• Percentage of responders with response duration > 6 months [ Designated as safety issue: No ]
  

OBJECTIVES:

• Determine the response rate and duration of response in patients with unresectable hepatic metastases secondary to ocular melanoma treated with isolated hepatic perfusion with melphalan followed by temozolomide.
• Determine the pattern of recurrence in patients treated with this regimen.
• Determine the disease-free and overall survival of patients treated with this regimen.
• Determine the quality of life of patients treated with this regimen.

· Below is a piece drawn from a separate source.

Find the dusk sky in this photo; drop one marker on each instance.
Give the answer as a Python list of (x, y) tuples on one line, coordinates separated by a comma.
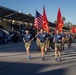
[(67, 7)]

OUTLINE: Patients who are otherwise eligible undergo exploration through a limited incision. Patients with peritoneal seeding or unresectable extrahepatic metastatic disease are removed from study. All other patients undergo isolated hepatic perfusion (IHP) and receive melphalan intra-arterially over 1 hour.

Within 8-12 weeks after IHP, patients are re-evaluated by MRI. Patients with stable or responding disease receive oral temozolomide once daily on days 1-5. Treatment repeats every 28 days for up to 12 courses in the absence of disease progression or unacceptable toxicity.

Quality of life is assessed at baseline, 8-12 weeks after IHP, every 3 months during temozolomide, and at all follow-up visits.

Patients are followed every 3 months for 2 years and then every 4 months thereafter.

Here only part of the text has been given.